Point in fact, corn prices are higher than they have been for decades right now - the last time corn was more expensive was in 1983.   How can corn double or triple in price, but only raise the price of meat 5 to 10%? 

Farmer sells to distributor for $1.  Distributor marks it up to $2, sells it to processor, who marks it up to $4, and sells it to retailer, who marks it up to $8, and sells it to the consumer.  In this example the farmer gets $1 out of every eight, or 17%.  In the real world the farmer gets 5% on average. 

When I sell a pig, the markup goes like this: 

I sell the pig for $2.25/lb hanging weight.  The farm kill guy comes to the farm, kills the pig, guts and skins it, and transports it to the meat shop for $60.  The meat shop cuts-and-wraps the pig for $0.60/lb (220lbs * .6 = $132) and charges a bit more for curing and smoking - call it another $30. 

So here I make ($2.25 * 220) or $495 gross sales and the processing folks make ($132+$60+30) or $222. 

Two thirds of the pigs revenue goes to the farm, one third to the processing folks.  

Now back to Walter: 

He wants to keep more of the processing fees on his farm:  Instead of paying an outside vendor, he'd like to keep that revenue.  I completely understand that; I look at these numbers every few months myself.  But  for me, the $132 per pig, less the costs of a facility to do the work, hasn't penciled out, yet.   

Walter decided that it did in his case.  So he's been working on a custom meat processing setup at his farm, and has chosen to do it with a concrete building, because he loves concrete.  Actually, I love concrete, too.   It's a pretty cool material, and you can do very sturdy, durable structures with it. 

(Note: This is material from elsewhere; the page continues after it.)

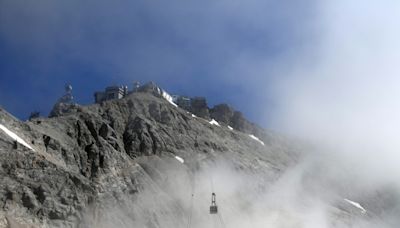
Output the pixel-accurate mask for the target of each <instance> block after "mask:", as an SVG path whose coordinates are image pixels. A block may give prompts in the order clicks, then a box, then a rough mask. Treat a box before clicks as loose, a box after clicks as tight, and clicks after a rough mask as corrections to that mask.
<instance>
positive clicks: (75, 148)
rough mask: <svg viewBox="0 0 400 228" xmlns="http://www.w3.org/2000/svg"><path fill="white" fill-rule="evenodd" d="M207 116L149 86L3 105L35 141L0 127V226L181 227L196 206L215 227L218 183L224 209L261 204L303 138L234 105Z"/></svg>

Sometimes when you're doing something your passion can get involved in your decision making process.  In this case, Walter announced his intention to build this facility in 2009,and here we are, 3+ years later and he has yet to process his first pig at his new location. 

Be careful about your business decisions.  I hate to say this, but I think that Walter might have been better off with a conventionally framed building at a much lower construction cost than what he's working on right now.  From what he said in this thread, it might not be until 2014 or 2015 before he gets USDA certified.   He doesn't start saving money until he starts cutting, and 3 to 5 years to the first production is a very long time.  I don't know how much money he's put into this so far.  $300k?

I wrote about a butcher shop about 2 hours from my farm that is USDA certified last year.   He has a small processing facility -- call it 25'x25', with two semi truck refrigerated trailers as his cooler.  He built it himself at a cost of about $50,000. 

Passion and profits are sometimes a poor match.